JJ : Je travaille à “l’atelier du plan B” sur Angoulême. J’ai longtemps essayé de travailler chez moi, mais c’était compliqué : j’étais isolé, et trop de chose venaient parasiter mon travail. En atelier, j’ai retrouvé une sorte d’émulation artistique, et le fait d’être avec d’autres professionnels du dessin aide beaucoup.
Je n’ai pas vraiment de routine de travail particulière, hormis le fait de faire des journées de boulot assez classique ( 9h / 18h ). J’ai des “to-do-lists” pour la semaine, et je fais en sorte qu’elles soient remplies avant le week-end.

VdD : Dirais-tu aujourd’hui que tu peux vivre de ta passion ? Si non, as-tu pu identifier tes obstacles ( marché de l’illustration trop concurrentiel, du mal à se faire connaitre, difficulté à trouver des clients, des missions rémunérées, etc.) ?
JJ : Disons que pour le moment c’est compliqué.
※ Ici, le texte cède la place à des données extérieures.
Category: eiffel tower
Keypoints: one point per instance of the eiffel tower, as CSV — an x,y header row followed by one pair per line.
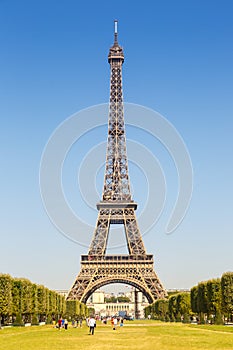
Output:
x,y
116,207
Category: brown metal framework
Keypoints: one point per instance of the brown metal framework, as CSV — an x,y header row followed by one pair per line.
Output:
x,y
116,207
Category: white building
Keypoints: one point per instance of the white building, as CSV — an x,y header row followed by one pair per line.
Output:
x,y
134,308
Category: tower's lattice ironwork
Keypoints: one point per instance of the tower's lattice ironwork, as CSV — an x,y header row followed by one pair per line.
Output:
x,y
116,207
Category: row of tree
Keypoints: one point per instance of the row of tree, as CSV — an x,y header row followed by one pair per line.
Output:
x,y
210,301
22,301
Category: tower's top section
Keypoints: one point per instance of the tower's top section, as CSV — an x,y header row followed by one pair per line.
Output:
x,y
115,52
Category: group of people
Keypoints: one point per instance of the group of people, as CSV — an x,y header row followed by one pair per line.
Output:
x,y
114,322
62,323
91,323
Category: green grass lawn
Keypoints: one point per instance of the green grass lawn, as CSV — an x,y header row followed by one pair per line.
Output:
x,y
133,335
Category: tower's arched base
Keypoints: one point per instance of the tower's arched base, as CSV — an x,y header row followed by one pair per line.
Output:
x,y
97,271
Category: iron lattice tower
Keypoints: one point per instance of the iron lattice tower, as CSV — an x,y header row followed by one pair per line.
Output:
x,y
116,207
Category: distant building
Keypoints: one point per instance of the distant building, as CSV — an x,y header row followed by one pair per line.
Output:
x,y
135,307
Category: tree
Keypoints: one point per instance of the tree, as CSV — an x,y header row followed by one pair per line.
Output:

Je peux vivre de mon dessin en faisant de l’animation sans trop de problème, par contre j’ai encore beaucoup de mal à percer dans le milieu de l’illustration jeunesse.
Je commence à développer mon réseau professionnel depuis que je suis en atelier, mais le marché de l’illustration est assez surchargé, et les éditeurs préfèrent suivre des études de marché et continuer de vendre ce qui se vend déjà plutôt que de miser sur de nouveaux auteurs…
Mais ça va venir et je vais continuer à travailler pour que ça marche !
VdD : Si tu pouvais changer quelque chose dans ce métier, d’un coup de baguette magique, qu’est-ce que ce serait ?
JJ : À part mon compte en banque !?! 🙂 … Je souhaiterais que les maisons d’éditions soient moins frileuses vis à vis des nouveaux auteurs.
VdD : Malgré cette frilosité des éditeurs et un marché concurentiel, encouragerais-tu quand même de jeunes illustrateurs/trices à tenter leur chance dans cette voie ? Pourquoi ?
JJ : C’est une voie difficile mais ça vaut le coup. Donner vie à ses idées à travers le dessin, travailler pour embellir le monde et donner du plaisir aux gens, c’est quand même un chouette boulot !

VdD : C’est sûr ! Peux-tu nous parler de tes projets actuels ?
JJ : Actuellement je termine un livre jeux intitulé “L’ Anniversaire d’Abi”. C’est un “cherche et trouve” avec de grandes illustrations foisonnantes et pleines de couleurs (cf illustration ci-dessus). Je vais très prochainement lancer une campagne de financement participatif sur Ulule pour le financer.
VdD : Super, il faudra nous faire passer l’info ! … Quand on voit tes visuels, on les imaginerait bien sur des objets, en impression textile (T-shirts, etc) ou autre. Est-ce que c’est une piste que tu as déjà explorée ? Peux-tu nous en parler ?
JJ : Je n’ai pas encore eu le temps d’explorer cette piste, mais c’est dans mes “to-do-lists” ! Ça, et pleins d’autres goodies !
VdD : Et après cette campagne Ulule ? Comment te projettes-tu, dans 3, 5 ans ?
JJ : D’ici là j’aurais sorti plusieurs livres et je vivrai pleinement de mes dessins. J’ai pas mal de projets sur le feu et j’espère les avoir concrétisé, d’ici là !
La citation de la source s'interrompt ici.